Langsam kletterte die Sonne am Himmel hinauf und die Tulpe begann zu schwitzen. Der große Baum hatte längst Blätter bekommen, aber sein Schatten reichte nicht bis zum Blumenbeet. Die kleine Tulpe fühlte sich so schwach, dass sie ihr Köpfchen nicht mehr halten konnte. Erst nachts, wenn die Tautropfen im kühlen Licht der Glühwürmchen schimmerten, richtete sie sich wieder auf. Doch eines Morgens wollte ihr das nicht gelingen: Tautropfen lasteten wie schwere Steine auf ihren Blättern. Die anderen Tulpen, die groß und prächtig gewesen waren, lagen schon auf dem Boden.
„Ich möchte nicht verwelken!“ Zitternd hob die Tulpe ihr Köpfchen. Der Wind half mit.
„Ich möchte nicht verwelken. Ich … “, dann wich alle Kraft aus ihren Blättern und mit einem letzten Seufzen sank sie sanft auf die Erde.

Der Baum deckte die Tulpe mit seinen Blättern zu. Der Wind raschelte ein Schlaflied. Ein Eichhörnchen versteckte eine Nuss im Blätterbett und ein Igel kuschelte sich dazu. Die Tulpe schlief und merkte nichts.

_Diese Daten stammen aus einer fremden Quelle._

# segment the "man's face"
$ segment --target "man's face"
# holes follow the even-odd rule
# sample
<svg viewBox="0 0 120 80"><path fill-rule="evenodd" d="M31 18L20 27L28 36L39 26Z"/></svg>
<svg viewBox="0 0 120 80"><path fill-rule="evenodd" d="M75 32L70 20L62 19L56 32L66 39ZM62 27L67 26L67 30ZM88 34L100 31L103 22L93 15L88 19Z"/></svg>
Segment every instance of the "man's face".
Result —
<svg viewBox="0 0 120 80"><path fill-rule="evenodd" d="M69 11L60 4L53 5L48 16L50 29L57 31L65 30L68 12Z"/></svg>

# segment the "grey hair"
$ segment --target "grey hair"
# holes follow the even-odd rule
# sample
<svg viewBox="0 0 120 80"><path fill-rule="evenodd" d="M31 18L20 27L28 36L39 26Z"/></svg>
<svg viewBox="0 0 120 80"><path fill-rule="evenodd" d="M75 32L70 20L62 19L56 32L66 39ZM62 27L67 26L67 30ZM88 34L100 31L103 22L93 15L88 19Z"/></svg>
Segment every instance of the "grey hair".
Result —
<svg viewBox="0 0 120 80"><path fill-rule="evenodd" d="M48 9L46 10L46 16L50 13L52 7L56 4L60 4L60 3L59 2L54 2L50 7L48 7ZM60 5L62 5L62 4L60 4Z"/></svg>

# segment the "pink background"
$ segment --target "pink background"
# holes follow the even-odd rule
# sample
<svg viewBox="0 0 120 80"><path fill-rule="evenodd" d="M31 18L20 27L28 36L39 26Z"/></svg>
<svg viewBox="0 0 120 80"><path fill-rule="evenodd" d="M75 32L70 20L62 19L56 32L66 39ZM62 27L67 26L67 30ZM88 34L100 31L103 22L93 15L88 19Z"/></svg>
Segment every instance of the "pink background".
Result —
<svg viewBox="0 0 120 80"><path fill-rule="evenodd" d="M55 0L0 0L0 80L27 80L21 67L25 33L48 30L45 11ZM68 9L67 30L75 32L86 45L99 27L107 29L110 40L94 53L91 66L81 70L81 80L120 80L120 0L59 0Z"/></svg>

Als es noch kälter wurde, deckte der Winter das Beet mit einer dicken Schneedecke zu. Flauschige Flöckchen bauten ein Kissen, unter dem das Eichhörnchen seine Nuss nicht mehr finden konnte. Die Tulpe träumte vom Frühling.

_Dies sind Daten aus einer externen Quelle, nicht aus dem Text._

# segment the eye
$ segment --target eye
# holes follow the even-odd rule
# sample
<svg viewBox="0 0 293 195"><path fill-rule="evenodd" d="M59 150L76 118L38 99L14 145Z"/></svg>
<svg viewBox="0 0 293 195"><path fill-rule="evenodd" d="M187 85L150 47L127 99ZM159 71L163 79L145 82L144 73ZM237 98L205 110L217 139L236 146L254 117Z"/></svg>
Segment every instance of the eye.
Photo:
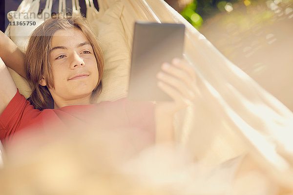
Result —
<svg viewBox="0 0 293 195"><path fill-rule="evenodd" d="M89 51L84 51L82 52L82 54L90 54L90 52Z"/></svg>
<svg viewBox="0 0 293 195"><path fill-rule="evenodd" d="M56 58L56 59L61 59L62 58L65 58L65 56L64 55L62 55L61 56L58 56L57 58Z"/></svg>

Es wurde wärmer. Der Winter packte seine Decken wieder ein und die Vögel zwitscherten so laut, dass schließlich auch die kleine Tulpe aufwachte. Sie reckte und streckte sich und bald schon spitzte ihr Kopf aus der Erde heraus. Die Tulpe schob ihren Hals in den Himmel, und als die Sonne sie im Gesicht kitzelte, öffnete sie die Augen: Ihre Blütenblätter leuchteten purpurrot. Ein Schmetterling setzte sich auf ihren Kopf und säuselte ein fröhliches Lied. Die Tulpe tanzte mit dem Wind dazu. Sie liebte den Frühling. Jedes Jahr wieder.
 

Ironbiber

Foren-Redakteur
Eine süße, kleine Allegorie auf das Werden, Sein und Vergehen in Natur, kindertauglich und übertragbar auf das menschliche Leben.

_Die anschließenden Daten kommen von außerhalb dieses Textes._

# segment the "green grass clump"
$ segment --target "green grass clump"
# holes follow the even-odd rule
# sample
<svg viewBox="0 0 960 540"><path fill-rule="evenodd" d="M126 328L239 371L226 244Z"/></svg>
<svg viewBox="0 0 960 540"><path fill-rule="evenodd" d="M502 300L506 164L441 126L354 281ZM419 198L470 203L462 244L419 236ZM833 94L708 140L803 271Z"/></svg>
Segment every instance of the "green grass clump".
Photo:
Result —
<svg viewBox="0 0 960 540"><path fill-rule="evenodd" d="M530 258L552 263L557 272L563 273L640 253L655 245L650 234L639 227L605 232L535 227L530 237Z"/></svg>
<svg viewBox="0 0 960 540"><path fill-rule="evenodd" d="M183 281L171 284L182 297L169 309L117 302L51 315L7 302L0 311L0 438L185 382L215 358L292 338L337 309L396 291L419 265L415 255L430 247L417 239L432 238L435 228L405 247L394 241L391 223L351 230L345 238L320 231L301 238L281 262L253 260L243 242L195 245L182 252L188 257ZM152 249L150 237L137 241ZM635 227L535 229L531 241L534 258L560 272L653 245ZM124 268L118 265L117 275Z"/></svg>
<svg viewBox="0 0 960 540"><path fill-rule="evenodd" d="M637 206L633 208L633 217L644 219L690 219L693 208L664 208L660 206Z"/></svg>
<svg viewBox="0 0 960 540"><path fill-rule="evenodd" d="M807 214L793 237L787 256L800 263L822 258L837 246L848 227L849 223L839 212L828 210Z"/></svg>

Ich lese immer wieder mal in deinen Werken und bin stets von deinem einfühlsamen, gut beobachtenden Stil beeindruckt.

Liebe Grüße vom Ironbiber
 

claudianne

Mitglied
Hallo Ironbiber,

dankeschön! Ich hatte es z.B. als Erklärung für die Notwendigkeit des täglichen Einschlafens gedacht.

Viele Grüße,
Claudia
 

Ironbiber

Foren-Redakteur
Es freut mich, ...

... dass deine Tulpe noch so reges Interesse und so gute Bewertungen gefunden hat.

Dann war meine damals allererste Einschätzung doch nicht falsch.
Möge dieser Erfolg deiner Kreativität Flügel verleihen und der Leselupe weitere tolle Geschichten und Allegorien für kleine und große Kinder bescheren.